Diddy Kong Racing would also mark an important moment in the history of the Mario Kart franchise. They say that imitation is the most sincere form of flattery. Well, Nintendo was heavily flattered that year, as many companies took notice of Mario Kart 64's success and decided to create their own kart racing games. Gamers eventually dubbed it the mascot kart racer genre, as nearly every major franchise received its own kart racer entry, from the Muppets to Crash Bandicoot, to Mickey Mouse and Final Fantasy. If a franchise had cute characters, it was likely that it would eventually have a kart racer under its belt. The concepts displayed in the two Mario Kart games were replicated, and sometimes expanded upon, but they never quite reached the same level of success as Nintendo's own efforts.
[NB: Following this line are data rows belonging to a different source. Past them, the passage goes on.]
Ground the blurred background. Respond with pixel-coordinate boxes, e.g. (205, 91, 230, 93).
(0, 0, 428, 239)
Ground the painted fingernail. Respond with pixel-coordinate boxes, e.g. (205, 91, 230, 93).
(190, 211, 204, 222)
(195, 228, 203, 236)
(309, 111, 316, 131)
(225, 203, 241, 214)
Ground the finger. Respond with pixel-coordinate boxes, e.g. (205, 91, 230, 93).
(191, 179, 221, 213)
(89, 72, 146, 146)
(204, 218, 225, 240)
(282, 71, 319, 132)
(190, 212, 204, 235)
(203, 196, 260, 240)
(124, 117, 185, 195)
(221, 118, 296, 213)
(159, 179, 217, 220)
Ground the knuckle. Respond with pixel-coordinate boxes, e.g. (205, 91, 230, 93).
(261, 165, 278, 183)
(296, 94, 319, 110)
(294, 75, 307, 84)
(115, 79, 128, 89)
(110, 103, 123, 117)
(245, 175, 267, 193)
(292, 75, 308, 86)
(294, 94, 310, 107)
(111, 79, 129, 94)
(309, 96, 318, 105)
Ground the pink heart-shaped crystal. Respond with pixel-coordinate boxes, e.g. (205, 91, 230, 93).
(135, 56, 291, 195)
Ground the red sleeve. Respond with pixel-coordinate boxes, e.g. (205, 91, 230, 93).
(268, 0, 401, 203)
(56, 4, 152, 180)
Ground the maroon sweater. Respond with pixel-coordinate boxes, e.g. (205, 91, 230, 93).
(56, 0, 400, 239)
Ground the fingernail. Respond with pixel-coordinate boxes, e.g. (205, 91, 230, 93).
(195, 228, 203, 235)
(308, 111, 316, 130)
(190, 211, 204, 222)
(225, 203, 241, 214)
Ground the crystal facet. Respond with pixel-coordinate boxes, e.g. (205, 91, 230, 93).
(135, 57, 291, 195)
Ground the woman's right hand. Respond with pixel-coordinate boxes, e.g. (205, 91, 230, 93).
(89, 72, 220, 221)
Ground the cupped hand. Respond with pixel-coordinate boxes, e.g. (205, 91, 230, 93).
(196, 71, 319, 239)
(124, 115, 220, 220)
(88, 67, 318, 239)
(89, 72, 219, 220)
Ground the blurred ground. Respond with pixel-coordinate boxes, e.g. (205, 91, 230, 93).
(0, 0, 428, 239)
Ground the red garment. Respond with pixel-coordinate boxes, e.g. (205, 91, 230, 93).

Why is this something that should be noted? Well, because it was at this point that Nintendo had an extremely beloved franchise on their hands. Super Mario Kart presented an idea, an idea that worked very well. Mario Kart 64 polished that idea to near perfection and established it as one of the best in the whole industry. From this moment on, fans expected each new Nintendo system to have its own definitive Mario Kart game, and Nintendo would loyally follow that demand for years to come. Such was the presence and power Mario Kart 64 had in gamers.